Indian modernist architect, academic, furniture designer and writer, Urmila Eulie Chowdhury worked with Corbusier on the Chandigarh project. However whilst others surrounding him have become known in their own right, Eulie’s name is rarely mentioned outside of the conversation about Indian architecture.
Perhaps she had the best of opportunities available to her, the daughter of a diplomat, an education in Australia, Japan and the US, however, what is clear is that she was extraordinarily gifted in her own right – described as a polymath.
Born in Uttar Pradesh, educated at the University of Sydney, she worked in the US and in 1951 returned to India to work as part of the team put together by Corbusier for the planning of the City of Chandigarh (the only other female on the team was English Modernist, Jane Drew – Corbusier was not known for having enlightened views about women). Eulie Chowdhury worked on this project at two different points in its development, first until 1963. As well as her work on the overall planning, she is credited with the design of the Home Science College (a women’s Polytechnic featured in the header) and for a series of residential complexes for Ministers. ‘She helped to prepare detailed drawings for Capitol Complex, Geometric Hill, Tower of Shadows, and the Martyrs Memorial, all of which today are exemplary monuments of contemporary architecture’*. She returned to the project again in the 1970s.

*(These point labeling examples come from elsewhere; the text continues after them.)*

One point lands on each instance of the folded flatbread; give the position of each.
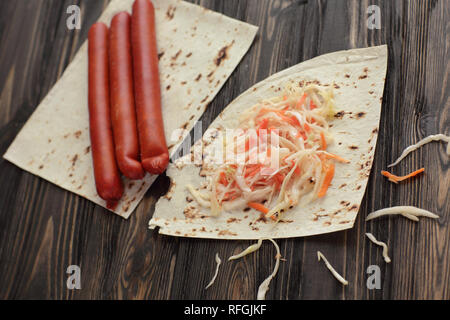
(198, 51)
(356, 78)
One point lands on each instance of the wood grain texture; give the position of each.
(44, 229)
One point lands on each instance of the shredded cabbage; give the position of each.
(291, 166)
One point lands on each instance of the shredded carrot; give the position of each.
(258, 206)
(301, 134)
(223, 178)
(252, 170)
(397, 179)
(335, 157)
(301, 101)
(324, 141)
(307, 127)
(327, 180)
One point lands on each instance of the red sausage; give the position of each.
(107, 177)
(123, 113)
(154, 153)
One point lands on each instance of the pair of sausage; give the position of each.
(126, 125)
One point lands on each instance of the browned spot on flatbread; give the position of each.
(223, 54)
(170, 13)
(226, 233)
(74, 160)
(175, 57)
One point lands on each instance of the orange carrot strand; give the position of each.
(397, 179)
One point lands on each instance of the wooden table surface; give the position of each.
(44, 229)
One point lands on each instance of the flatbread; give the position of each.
(198, 49)
(357, 77)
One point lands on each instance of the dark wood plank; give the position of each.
(44, 229)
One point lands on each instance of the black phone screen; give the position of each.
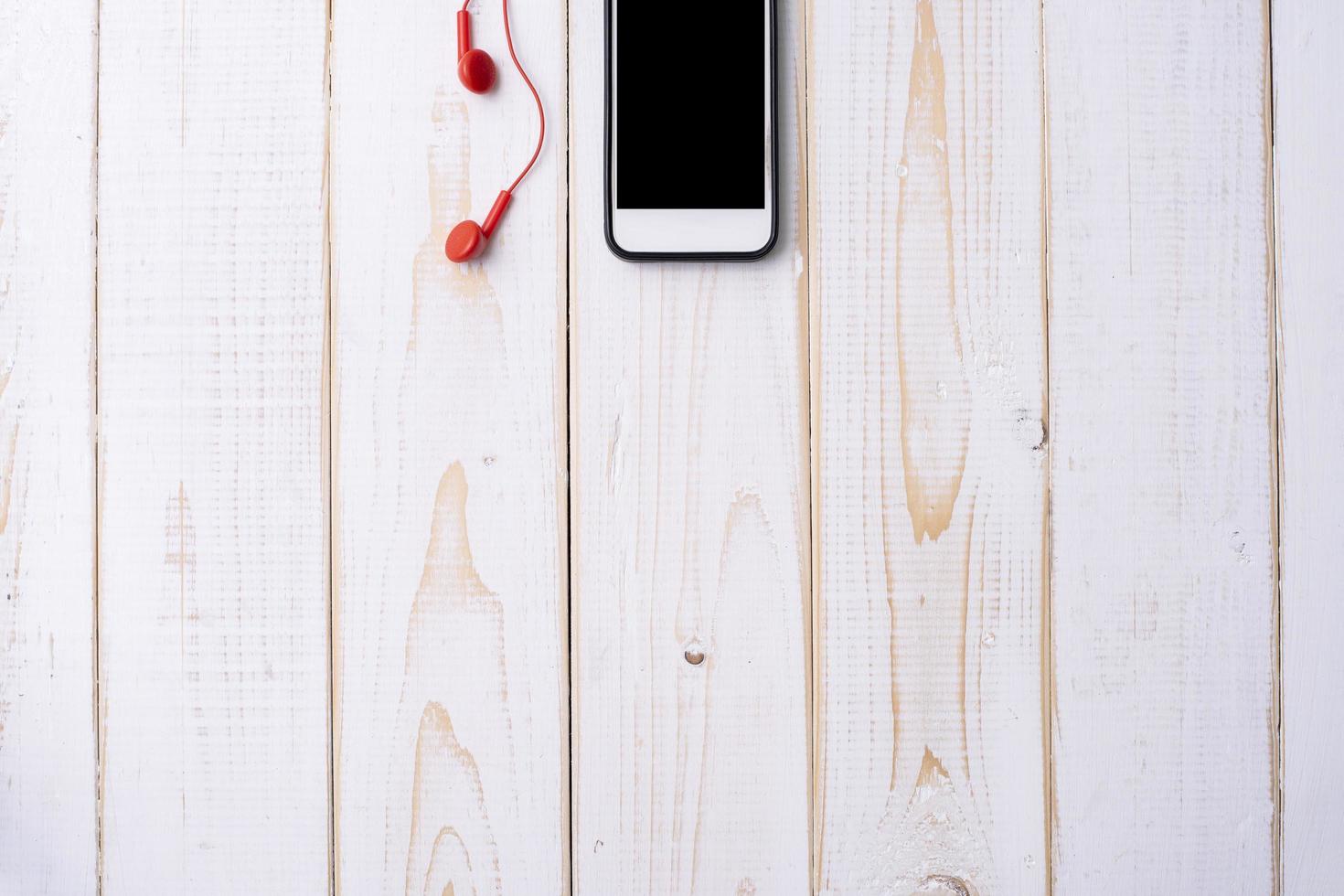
(691, 103)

From 1963-65 Eulie was the Director of the Dehli School of Architecture and Planning and wrote a book about her experience of working with Corbusier called Those Were the Days.
A fluent French speaker, more than simply the translator of Corbusier’s Three Human Establishments from French to English, she became an invaluable component in the conveying of ideas from Corbusier to the local team and is acknowledged for her translating of correspondence between Corbusier and Prime Minister Nehru. Her french connection continued when she became the first President of the Alliance Française de Chandigarh in 1983.

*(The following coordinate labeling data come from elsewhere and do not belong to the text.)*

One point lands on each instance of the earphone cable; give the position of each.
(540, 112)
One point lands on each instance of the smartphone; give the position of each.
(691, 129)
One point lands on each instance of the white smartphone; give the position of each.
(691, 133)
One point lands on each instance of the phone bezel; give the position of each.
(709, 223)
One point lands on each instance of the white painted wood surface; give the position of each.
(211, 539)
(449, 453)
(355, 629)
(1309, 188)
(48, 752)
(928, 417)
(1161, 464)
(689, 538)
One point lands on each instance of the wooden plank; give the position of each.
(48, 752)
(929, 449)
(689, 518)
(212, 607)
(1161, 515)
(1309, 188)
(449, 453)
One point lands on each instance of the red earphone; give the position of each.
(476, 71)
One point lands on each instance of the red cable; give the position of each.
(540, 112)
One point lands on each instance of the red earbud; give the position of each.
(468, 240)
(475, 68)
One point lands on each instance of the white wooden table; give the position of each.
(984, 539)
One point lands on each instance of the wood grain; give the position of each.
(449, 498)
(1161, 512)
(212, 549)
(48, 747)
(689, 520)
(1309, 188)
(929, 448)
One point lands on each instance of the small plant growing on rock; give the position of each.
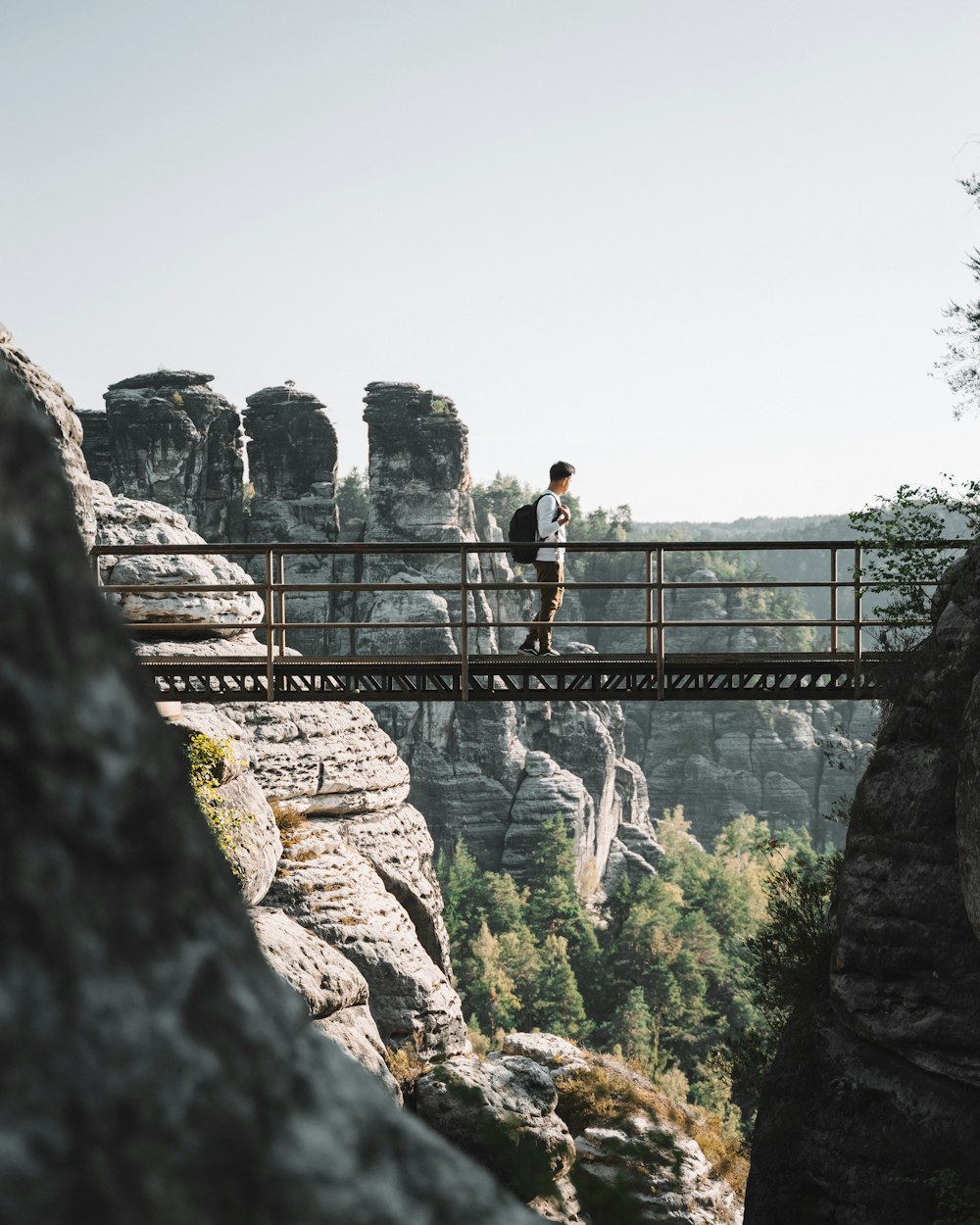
(207, 759)
(407, 1064)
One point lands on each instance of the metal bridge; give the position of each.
(672, 627)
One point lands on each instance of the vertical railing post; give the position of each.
(661, 633)
(280, 617)
(858, 564)
(270, 618)
(650, 602)
(465, 625)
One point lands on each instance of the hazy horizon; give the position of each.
(701, 251)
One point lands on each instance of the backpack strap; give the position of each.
(558, 505)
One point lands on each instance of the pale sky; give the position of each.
(697, 248)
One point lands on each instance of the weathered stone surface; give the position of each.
(503, 1111)
(293, 499)
(322, 975)
(400, 848)
(968, 808)
(172, 440)
(643, 1167)
(891, 1081)
(327, 887)
(468, 760)
(152, 1066)
(24, 381)
(652, 1172)
(554, 1054)
(334, 991)
(127, 522)
(96, 444)
(790, 762)
(545, 793)
(322, 758)
(852, 1133)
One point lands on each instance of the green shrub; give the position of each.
(207, 759)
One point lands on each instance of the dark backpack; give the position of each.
(522, 532)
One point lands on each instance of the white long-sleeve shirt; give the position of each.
(549, 530)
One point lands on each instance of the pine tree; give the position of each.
(558, 1007)
(632, 1027)
(490, 990)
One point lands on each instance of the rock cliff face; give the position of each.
(793, 763)
(356, 872)
(174, 440)
(877, 1093)
(522, 1110)
(24, 383)
(152, 1066)
(293, 499)
(490, 773)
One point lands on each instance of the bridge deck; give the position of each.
(514, 677)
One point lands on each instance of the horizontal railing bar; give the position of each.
(354, 588)
(478, 626)
(454, 548)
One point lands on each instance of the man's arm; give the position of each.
(552, 515)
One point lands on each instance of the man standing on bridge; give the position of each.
(553, 517)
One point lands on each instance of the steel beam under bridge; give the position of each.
(514, 679)
(648, 603)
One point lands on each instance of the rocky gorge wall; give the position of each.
(170, 1043)
(793, 763)
(152, 1064)
(873, 1101)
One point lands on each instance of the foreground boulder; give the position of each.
(873, 1101)
(25, 385)
(582, 1137)
(152, 1064)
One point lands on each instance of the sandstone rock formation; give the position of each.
(98, 455)
(254, 844)
(128, 522)
(793, 763)
(876, 1093)
(420, 493)
(643, 1165)
(336, 993)
(471, 773)
(327, 887)
(503, 1111)
(174, 440)
(24, 382)
(292, 498)
(152, 1066)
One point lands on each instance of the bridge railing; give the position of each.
(655, 591)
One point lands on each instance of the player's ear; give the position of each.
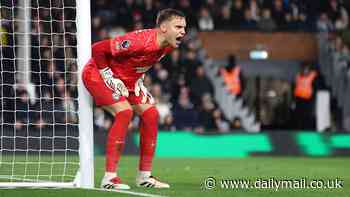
(163, 27)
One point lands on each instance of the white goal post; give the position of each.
(46, 119)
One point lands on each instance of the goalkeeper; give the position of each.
(114, 78)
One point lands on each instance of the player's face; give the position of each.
(175, 31)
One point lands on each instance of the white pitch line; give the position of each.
(127, 192)
(94, 189)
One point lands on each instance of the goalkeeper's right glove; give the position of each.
(115, 84)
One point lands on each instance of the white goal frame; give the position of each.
(85, 176)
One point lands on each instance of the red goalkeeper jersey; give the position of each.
(130, 55)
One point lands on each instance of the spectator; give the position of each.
(324, 24)
(248, 22)
(206, 118)
(224, 20)
(236, 124)
(278, 13)
(233, 77)
(266, 23)
(237, 14)
(205, 20)
(221, 125)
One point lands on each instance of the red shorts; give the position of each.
(100, 92)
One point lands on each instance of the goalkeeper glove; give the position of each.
(140, 87)
(114, 84)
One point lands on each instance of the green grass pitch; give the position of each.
(186, 177)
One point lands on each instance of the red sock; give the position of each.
(116, 138)
(148, 135)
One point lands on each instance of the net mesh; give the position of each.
(39, 131)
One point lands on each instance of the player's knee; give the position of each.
(151, 114)
(127, 114)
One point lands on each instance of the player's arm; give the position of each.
(102, 55)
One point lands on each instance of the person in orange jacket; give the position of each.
(305, 87)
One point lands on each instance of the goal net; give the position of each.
(41, 99)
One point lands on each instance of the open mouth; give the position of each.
(178, 39)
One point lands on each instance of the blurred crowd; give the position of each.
(49, 98)
(183, 92)
(227, 15)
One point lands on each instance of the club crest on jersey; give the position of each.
(142, 69)
(125, 44)
(122, 45)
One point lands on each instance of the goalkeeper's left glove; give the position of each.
(140, 87)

In 1970 she became Chief Architect of Haryana and later Chief State Architect of the State of Punjab, a huge accolade in such a male-dominated society. Eventually, she returned to Chandigarh to go into private practice.
Urmila Eulie Chowdhury 1923-1995
First Indian Woman elected Fellow of RIBA
Fellow of Indian Institute of Architecture
*with thanks to Rethinking the Future
Image of Government Home Science College, Sector 10, Chandigarh (CC BY SA 4.0 Sarbjit Bahga)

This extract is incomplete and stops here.